The solution is NiFi tuning. If the rate at which NiFi ingests data is less than or equal to the rate at which Elasticsearch consumes it, then there is no performance degradation. This is a straightforward solution in theory, however, each HCL Commerce Search environment is different. Therefore, tuning has to be done on an individual basis, specifically for each implementation. To ensure that you are able to do this, HCL Commerce provides the following guidelines, methods and parameter settings.
General approach
Tuning NiFi to match your Elasticsearch throughput involves adding additional configuration options to NiFi tuning parameters. These configuration points are provided in the following documents. In addition to the tuning parameters themselves, a method for calculating appropriate values for these tuning parameters is provided. This aids you in knowing what to tune and how to tune it.
- Tuning:
- By adding additional upgrade-friendly configuration for NiFi tuning parameters,
- By publicly documenting these configuration points,
- By privately documenting a method for calculating sane values for these tuning parameters.
- Automation:
- By adding an endpoint to Ingest service so that it can analyze the historical ingest data, calculate the new tuning values
- By adding an endpoint to Ingest service so that it can assign the new tuning values to the appropriate ingest pipelines
The automation phase includes adding an endpoint to the Ingest service. This endpoint will analyze historical ingest data and calculate new tuning values. Another endpoint will assign these new tuning values to the relevant ingest pipelines. This automation will streamline the process and ensure accurate tuning based on actual data.

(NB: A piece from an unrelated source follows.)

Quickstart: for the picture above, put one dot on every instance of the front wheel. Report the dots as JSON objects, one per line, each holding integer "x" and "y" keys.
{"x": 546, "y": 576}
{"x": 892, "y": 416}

Summary of the tuning process
The Ingest dataflow consists of multiple business processing stages, linked together one after another. Each stage is a stream of data moving from one location (database) to another (Elasticsearch). Each dataflow involves three main ETL operations: Extracting, Transforming,and Loading.
- Each operation can be controlled by the following tuning parameters:
- Extracting uses page size and bucket size to determine the size of each payload in the data stream.
- Transforming can be spread across multiple concurrent threads.
- Loading rate is determined by the size of the request and the concurrent number of threads sending to Elasticsearch.